Thanks for the really comprehensive code examples you sent through, certainly helps narrow down potential causes. One thing I did notice is that at no point are you calling Model.ensureIndexes, which is likely why you're not seeing the indexes being created.

Just a bit of background there, Iridium tries to give you a bit of control over exactly when in your process' lifecycle you create indexes (large applications may decide to do this as part of an upgrade tool, smaller ones may decide to ensure that they're present on each application start) - with that in mind, the @Index decorator is just a means of populating the configuration for an eventual Model.ensureIndexes call somewhere in your code.

My recommendation, if you're working on something that doesn't have heavy DB performance constraints and/or are not changing indexes frequently, is to use the Core.onConnected hook and create indexes for your various models there.
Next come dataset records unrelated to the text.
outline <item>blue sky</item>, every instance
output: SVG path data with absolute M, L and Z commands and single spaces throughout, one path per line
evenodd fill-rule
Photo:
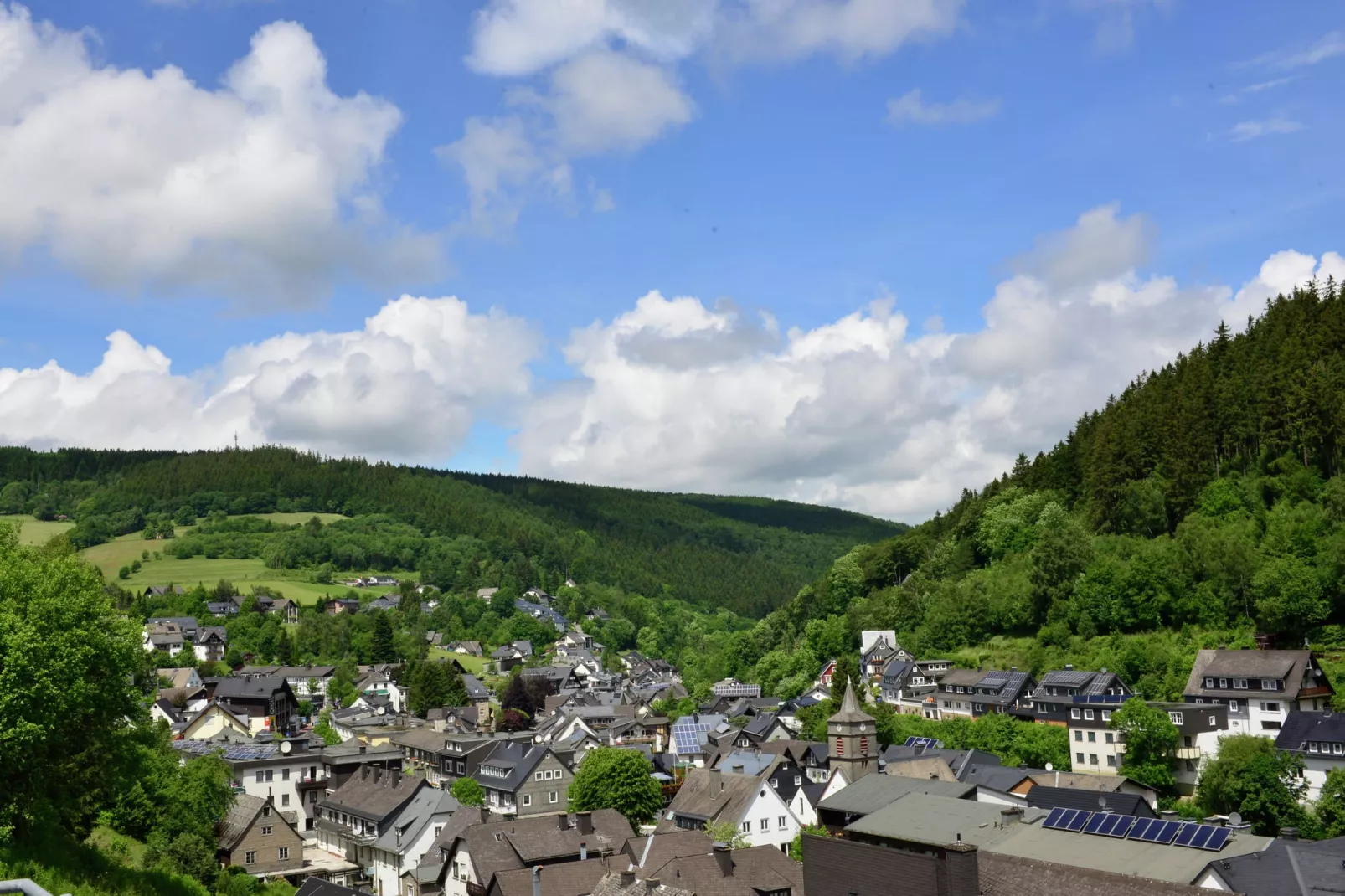
M 915 519 L 1345 249 L 1336 3 L 652 8 L 0 1 L 0 437 Z

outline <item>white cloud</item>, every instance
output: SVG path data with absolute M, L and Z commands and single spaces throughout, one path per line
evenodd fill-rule
M 1302 130 L 1303 122 L 1290 118 L 1264 118 L 1262 121 L 1239 121 L 1228 132 L 1233 143 L 1244 143 L 1256 137 L 1267 137 L 1276 133 L 1294 133 Z
M 999 114 L 998 100 L 970 100 L 959 97 L 952 102 L 925 102 L 920 87 L 908 90 L 896 100 L 888 100 L 888 124 L 970 124 Z
M 539 344 L 518 318 L 410 296 L 362 330 L 239 346 L 192 375 L 117 331 L 86 375 L 55 361 L 0 367 L 0 444 L 204 448 L 237 433 L 245 445 L 441 463 L 475 417 L 527 394 Z
M 923 519 L 1061 439 L 1143 370 L 1314 273 L 1282 253 L 1236 296 L 1145 276 L 1150 227 L 1095 209 L 1038 241 L 983 324 L 913 334 L 890 301 L 780 332 L 726 304 L 643 296 L 572 335 L 577 378 L 518 435 L 523 472 L 584 482 L 815 500 Z M 1256 308 L 1259 311 L 1259 307 Z
M 426 274 L 437 242 L 385 221 L 374 190 L 399 122 L 334 94 L 293 23 L 207 90 L 174 66 L 95 66 L 83 34 L 0 3 L 0 254 L 40 248 L 104 288 L 292 304 L 340 274 Z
Let me know if you've got any other questions or if you are in fact doing so and it is not working correctly.

Regards,
Benjamin

Super! So many thanks to you, thats exactly what I've missed.
I'm pretty sure this is implemented in some test cases, but it's not mentioned in the examples on main page, but it's such an essential thing, thus it should be mentioned there! And I (and I think many others too) am just too lazy to go through the test cases to find my luck ;-)

Thats also one of my few improvement suggestions: The TypeDoc documentation is great but there are so few examples for all these great features.

Best regards and have a nice day!

Thank you both, this helped me resolve my missing index issue. This info should be included in the main documentation.